= Manual lymphatic drainage =

Medical procedure

Manual lymphatic drainage (MLD) is a type of manual manipulation of the skin, not to be confused with massage, based on the hypothesis that it will encourage the natural drainage of the lymph, which carries waste products away from the tissues back toward the heart. The lymph system depends on intrinsic contractions of the smooth muscle cells in the walls of lymph vessels (peristalsis) and the movement of skeletal muscles to propel lymph through the vessels to lymph nodes and then to the lymph ducts, which return lymph to the cardiovascular system. Manual lymph drainage uses a specific amount of pressure (less than 9 oz per square inch or about 4 kPa), and rhythmic circular movements to stimulate lymph flow.

==Medical use==
Studies show mixed results regarding the efficacy of the method in treating lymphedema, and further studies are needed. A 2013 systematic review of manual lymphatic drainage with regard to breast cancer–related lymphedema found no clear support for the effectiveness of the intervention in either preventing limb edema in at-risk women or treating women for the condition. A more recent study (2022) found that manual lymphatic drainage improved lymphedema by stimulating the formation of new collateral pathways, enhancing the overall flow and drainage of fluid out of congested areas.

==History==
Manual lymphatic drainage was pioneered by the Danish doctors Emil Vodder and Estrid Vodder in the 1930s for the treatment of chronic sinusitis and other immune disorders.
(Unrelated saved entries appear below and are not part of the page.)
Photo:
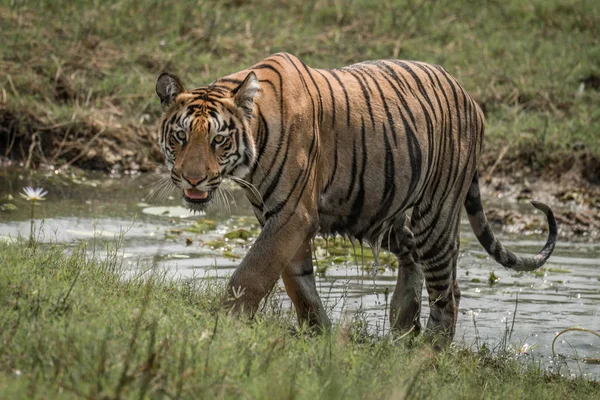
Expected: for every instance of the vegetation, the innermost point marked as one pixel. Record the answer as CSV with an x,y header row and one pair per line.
x,y
72,327
78,76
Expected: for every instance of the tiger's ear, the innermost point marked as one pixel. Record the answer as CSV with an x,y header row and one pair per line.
x,y
167,88
243,95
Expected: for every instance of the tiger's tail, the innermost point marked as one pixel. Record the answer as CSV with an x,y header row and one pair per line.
x,y
492,245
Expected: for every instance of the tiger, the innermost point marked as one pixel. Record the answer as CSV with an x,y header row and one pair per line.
x,y
383,152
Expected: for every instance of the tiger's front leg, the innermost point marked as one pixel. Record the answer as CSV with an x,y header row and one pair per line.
x,y
299,280
280,239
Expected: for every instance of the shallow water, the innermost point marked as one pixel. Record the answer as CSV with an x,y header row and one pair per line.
x,y
99,208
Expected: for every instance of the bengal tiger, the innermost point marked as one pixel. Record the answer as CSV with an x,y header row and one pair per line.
x,y
346,151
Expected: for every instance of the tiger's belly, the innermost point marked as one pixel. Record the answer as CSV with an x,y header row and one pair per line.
x,y
357,217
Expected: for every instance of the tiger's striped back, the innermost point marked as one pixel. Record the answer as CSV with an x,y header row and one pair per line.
x,y
346,151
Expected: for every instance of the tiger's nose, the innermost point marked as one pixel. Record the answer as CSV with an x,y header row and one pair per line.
x,y
194,181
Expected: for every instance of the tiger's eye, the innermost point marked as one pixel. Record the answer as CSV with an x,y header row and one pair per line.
x,y
180,135
219,139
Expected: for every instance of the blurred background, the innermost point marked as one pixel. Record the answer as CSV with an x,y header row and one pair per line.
x,y
77,77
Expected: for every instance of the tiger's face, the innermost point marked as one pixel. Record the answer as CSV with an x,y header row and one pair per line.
x,y
205,135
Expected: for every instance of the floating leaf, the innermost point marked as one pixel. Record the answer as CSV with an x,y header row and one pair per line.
x,y
238,234
201,226
229,254
493,278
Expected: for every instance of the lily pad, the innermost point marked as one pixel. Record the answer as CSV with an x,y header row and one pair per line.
x,y
201,226
177,212
229,254
238,234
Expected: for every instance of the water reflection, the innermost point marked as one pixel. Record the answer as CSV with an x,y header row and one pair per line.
x,y
565,294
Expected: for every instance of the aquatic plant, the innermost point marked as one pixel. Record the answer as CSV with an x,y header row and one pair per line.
x,y
33,195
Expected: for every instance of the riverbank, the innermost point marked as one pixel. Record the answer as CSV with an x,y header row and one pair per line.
x,y
78,76
74,328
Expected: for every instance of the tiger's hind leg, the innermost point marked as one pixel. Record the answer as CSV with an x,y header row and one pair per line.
x,y
437,241
405,307
299,280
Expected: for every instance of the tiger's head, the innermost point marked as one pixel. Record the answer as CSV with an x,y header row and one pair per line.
x,y
205,135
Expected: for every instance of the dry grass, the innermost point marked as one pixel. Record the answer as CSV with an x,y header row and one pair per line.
x,y
78,76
While working on the French Riviera treating patients with chronic colds, the Vodders noticed these patients had swollen lymph nodes. In 1932, at a time when the lymphatic system was poorly understood, they began to develop light rhythmic hand movements hoping to promote lymph movement. In 1936, they introduced this technique in Paris; following World War II, they returned to Copenhagen to teach other practitioners to use this therapy.